AUGUSTA – A series of controversial bills regarding abortion and the rights of transgender people was voted down by a legislative panel on Friday, but will likely inspire passionate debate by the full Legislature.

A majority on the Judiciary Committee voted against three bills that would require women who seek abortions to wait 24 hours, read government-drafted literature outlining risks and, if they are minors, have written, notarized parental consent.

“I think young people need that 24 hours and that information to know what’s going to happen to their bodies,” said state Rep. Joan Nass, R-Acton, the committee’s House chairwoman.

Two of the measures were rejected 8-3; the bill to require the reading of a state-issued brochure before an abortion was rejected 7-4.

While supporters of the bills had said it is important for women to have time to think about the impact of their decisions and have access to key information, opponents argued that is already the case under Maine law.

“It seems to me, things are working fairly well now,” said Rep.

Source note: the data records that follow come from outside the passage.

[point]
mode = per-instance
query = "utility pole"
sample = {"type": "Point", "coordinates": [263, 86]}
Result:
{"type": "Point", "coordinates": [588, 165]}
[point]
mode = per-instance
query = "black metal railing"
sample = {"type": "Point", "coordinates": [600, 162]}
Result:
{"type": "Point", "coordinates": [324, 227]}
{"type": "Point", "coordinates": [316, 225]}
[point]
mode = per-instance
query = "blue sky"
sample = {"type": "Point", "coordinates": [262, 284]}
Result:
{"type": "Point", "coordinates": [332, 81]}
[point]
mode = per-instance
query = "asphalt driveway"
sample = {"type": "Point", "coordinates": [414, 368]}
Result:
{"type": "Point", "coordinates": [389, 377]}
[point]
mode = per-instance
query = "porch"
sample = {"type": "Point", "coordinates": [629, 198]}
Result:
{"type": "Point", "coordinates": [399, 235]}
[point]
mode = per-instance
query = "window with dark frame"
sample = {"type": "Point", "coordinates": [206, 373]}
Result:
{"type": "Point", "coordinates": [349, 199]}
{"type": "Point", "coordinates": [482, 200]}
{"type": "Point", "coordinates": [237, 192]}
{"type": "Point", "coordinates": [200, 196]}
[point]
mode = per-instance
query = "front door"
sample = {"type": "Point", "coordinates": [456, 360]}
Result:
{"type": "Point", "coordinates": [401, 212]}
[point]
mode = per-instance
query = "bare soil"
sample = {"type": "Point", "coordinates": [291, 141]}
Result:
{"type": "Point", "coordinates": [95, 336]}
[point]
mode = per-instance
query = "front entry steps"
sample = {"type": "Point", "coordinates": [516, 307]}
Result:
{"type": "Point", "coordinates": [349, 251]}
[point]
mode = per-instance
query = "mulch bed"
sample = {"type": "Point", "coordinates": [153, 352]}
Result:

Charlie Priest, D-Brunswick.

Another controversial measure, which would allow schools and businesses to require people to use public rest- rooms that coincide with their biological sex, rather than the gender with which they identify, was also voted down.

In a 7-4 vote, the committee decided to leave the issue to the Maine Human Rights Commission, which deals with it on a case-by-case basis when there are disputes.

So far, only two cases have emerged, one involving a student at a school in Orono and one involving a patron at Denny’s Restaurant in Auburn.

Two other proposals, aimed at requiring parental consent for minors to receive treatment for mental health or substance abuse or be issued prescriptions, were voted down.

Under current law, minors can be issued prescriptions without parental consent only for treatment of sexually transmitted diseases, substance abuse treatment or contraceptives.

All of the proposals received at least one vote of support, which means they will be scheduled for debate by the full Legislature.

Shenna Bellows, executive director of the Maine Civil Liberties Union, which lobbied against all of the bills, said she is optimistic that the committee’s majority opposition will carry over to the House and Senate.

“I expect the floor debates will be passionate, but the sense of this committee, I think, will prevail on the floor,” she said. “It’s time to focus on economic issues, not social (issues) that are by nature divisive, and Maine laws seem to be working.”